Al momento dell’introduzione del testo, il ministro della migrazione, Johan Forssell, aveva dichiarato: “Il rispetto delle leggi e delle regole è ovvio, ma deve anche essere ovvio che facciamo del nostro meglio per vivere in modo responsabile e non danneggiare il nostro paese. Prima di aggiungere: “Se, per esempio, non pagate i vostri debiti, se non rispettate le decisioni delle autorità svedesi, se abusate del sistema di indennità, se ottenete un permesso di soggiorno svedese con mezzi fraudolenti… allora, non avete il diritto di essere qui. »
Questa nuova legge porta quindi l’ambizione di inasprire la politica migratoria svedese stabilendo una lista di esempi, come il mancato pagamento delle multe o delle tasse. I permessi di soggiorno possono anche essere ritirati se i richiedenti asilo hanno mentito nel loro fascicolo o sono semplicemente considerati una minaccia dalle autorità del paese. “Le dichiarazioni, cioè ciò che una persona dice o esprime, non devono essere considerate di per sé come una prova di una mancanza di onestà, ma possono essere un indizio, ad esempio, di legami con l’estremismo violento, che può quindi essere un segno di mancanza di moralità”, ha precisato Ludvig Aspling, portavoce in materia di politica migratoria del partito anti-immigrazione Democratici di Svezia.

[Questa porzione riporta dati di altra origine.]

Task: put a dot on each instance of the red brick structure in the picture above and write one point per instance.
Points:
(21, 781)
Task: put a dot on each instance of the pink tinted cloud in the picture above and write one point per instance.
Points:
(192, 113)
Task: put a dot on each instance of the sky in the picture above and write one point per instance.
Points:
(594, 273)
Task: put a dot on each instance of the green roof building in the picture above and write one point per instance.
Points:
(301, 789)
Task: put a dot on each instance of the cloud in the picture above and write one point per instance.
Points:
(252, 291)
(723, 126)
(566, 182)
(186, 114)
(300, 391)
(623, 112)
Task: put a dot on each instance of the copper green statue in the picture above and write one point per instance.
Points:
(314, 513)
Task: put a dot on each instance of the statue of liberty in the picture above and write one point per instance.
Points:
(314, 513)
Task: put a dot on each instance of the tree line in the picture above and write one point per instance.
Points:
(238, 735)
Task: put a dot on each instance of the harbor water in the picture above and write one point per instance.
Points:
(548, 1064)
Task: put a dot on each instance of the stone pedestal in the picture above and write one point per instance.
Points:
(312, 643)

Questa legge mira anche a sopprimere i permessi di soggiorno permanente. I migranti che hanno ottenuto lo status di rifugiato o la protezione sussidiaria in Svezia non possono più richiedere un permesso di soggiorno per residenza permanente. Questa misura dovrebbe applicarsi anche alle persone arrivate attraverso il meccanismo di reinsediamento dell’Alto Commissariato delle Nazioni Unite per i rifugiati (HCR).
Arrivato al potere nel 2022, il governo di destra nazionalista ha già presentato diverse riforme volte a inasprire l’accesso alla cittadinanza, in particolare con l’introduzione di test di lingua obbligatori, un requisito di reddito minimo, esami di cultura e, infine, un aiuto al ritorno fino a 20.000 corone svedesi. L’obiettivo del governo è quello di far approvare questa serie di riforme prima delle elezioni legislative di settembre.